Economic development
While economic development has been part of the
agenda of most recent administrations, the legislature, and
local elected officials in North Carolina, it is one of the
most misunderstood activities that governments undertake.
Politicians love to attract attention to themselves through
job announcements and ribbon cutting, but those are a
poor substitute for less glamorous policies that promote free
markets, entrepreneurship, and overall economic growth.
The idea of economic development policy has come
to mean policies meant to funnel tax and other kinds of
subsidies to businesses and/or regions in the state. Hence
the term corporate welfare is derisively attached to these
policies, even though their stated purpose is to expand
economic activity and employment, not to provide relief.
Corporate welfare is the much more accurate term because
like traditional welfare, these programs ultimately transfer
wealth from some state residents to others without adding
to economic growth or net job creation.
A partial list of economic development/corporate
welfare programs would include:
- overseas advertising subsidies in the departments of
Commerce and Agriculture
- special marketing programs for industries as varied as
film production and meat goat farming
- state subsidies for private ventures such as the N.C.
Biotechnology Center's venture capital fund
- state services offered below cost to agricultural and
other businesses
- regional subsidies such as the state's investment in the
Global TransPark in Kinston
- special tax breaks for "job creation" in distressed communities,
worker training, and research and development
Programs that support all of this activity include the
The William Lee Act, the One North Carolina Fund, and
the Golden LEAF Foundation. The latter's revenues flow
from North Carolina's portion of the tobacco settlement.
Key Facts
- In 2008-09 the General Assembly's appropriations for
economic development in the form of tax credits and
direct payments totaled over $1.2 billion.
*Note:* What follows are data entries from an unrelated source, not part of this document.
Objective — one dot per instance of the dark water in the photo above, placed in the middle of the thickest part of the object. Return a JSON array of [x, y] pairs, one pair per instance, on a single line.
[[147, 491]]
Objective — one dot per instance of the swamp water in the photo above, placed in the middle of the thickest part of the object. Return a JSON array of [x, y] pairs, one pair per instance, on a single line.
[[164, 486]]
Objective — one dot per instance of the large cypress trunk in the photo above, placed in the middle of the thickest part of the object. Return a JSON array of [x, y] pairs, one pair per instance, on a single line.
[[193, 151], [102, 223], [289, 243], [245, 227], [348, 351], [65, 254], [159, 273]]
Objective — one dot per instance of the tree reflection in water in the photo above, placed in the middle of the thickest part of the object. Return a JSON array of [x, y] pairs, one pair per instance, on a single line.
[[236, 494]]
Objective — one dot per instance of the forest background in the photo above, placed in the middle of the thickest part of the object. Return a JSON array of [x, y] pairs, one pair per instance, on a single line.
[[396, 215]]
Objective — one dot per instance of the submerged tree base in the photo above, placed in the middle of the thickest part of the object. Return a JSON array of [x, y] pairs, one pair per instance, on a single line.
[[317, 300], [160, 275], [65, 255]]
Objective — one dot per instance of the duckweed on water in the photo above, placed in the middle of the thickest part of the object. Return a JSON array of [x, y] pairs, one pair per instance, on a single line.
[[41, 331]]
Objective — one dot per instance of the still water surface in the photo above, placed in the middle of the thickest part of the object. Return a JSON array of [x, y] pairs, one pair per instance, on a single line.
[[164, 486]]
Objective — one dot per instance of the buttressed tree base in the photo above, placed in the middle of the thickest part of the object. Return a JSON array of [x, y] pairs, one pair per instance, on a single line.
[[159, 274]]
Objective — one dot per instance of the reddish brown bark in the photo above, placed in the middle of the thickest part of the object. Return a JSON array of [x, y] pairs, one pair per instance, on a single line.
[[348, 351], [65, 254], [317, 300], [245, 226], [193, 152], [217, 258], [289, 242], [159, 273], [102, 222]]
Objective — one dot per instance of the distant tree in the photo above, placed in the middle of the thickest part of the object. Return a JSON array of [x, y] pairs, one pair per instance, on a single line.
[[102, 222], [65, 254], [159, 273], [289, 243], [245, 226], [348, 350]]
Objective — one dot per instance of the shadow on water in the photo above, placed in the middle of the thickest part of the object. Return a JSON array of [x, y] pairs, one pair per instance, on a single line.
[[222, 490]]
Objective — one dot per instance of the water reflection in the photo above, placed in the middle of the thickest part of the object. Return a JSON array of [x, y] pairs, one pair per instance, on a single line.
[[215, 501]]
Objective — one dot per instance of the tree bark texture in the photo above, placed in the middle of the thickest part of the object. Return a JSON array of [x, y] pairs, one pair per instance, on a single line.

- Those appropriations do not include money allocated
by the Golden LEAF Foundation, which added about
$172 million during 2008-09.
- While incentives may benefit the targeted business or
entice it to locate within the state, they harm existing
businesses and other taxpayers.
- Such policies do not generate net benefits for the state.
Instead they simply hurt some and help others.
- Since higher taxes are an added cost of doing business,
these subsidies depress economic growth for those
businesses not receiving the subsidy.
- The subsidized entrants into the market add to the
demand for resources, such as workers and land. This
drives up costs for all businesses.
Recommendations
- Create an economic environment that will maximize
gross state product (GSP).
- Eliminate tax biases against saving, investment, and
entrepreneurship.
- Adopt a low, flat-rate, consumed income tax where
all income used for saving and investment would be
exempt from taxation.
- Abolish the corporate income tax or at least dramatically
lower the rate.
- Eliminate all estate and inheritance taxes, which are
additional layers of taxation on saving.
- Lower the overall level of taxation by cutting state
spending.
- Keep the regulatory burden to a minimum. All
proposed regulations should meet a rigorous test of
benefit/cost analysis with the presumption that no
new regulations are implemented unless the benefits
from their stated objectives outweigh the costs to the
state's consumers and businesses.
- Devote state resources to core and constitutionally
mandated functions and to making sure that the
services that it provides are of high quality, consistent
with the citizens' desires, and conducive to economic
growth. Those would include safety and law enforcement,
education, water and sewer services, and roads.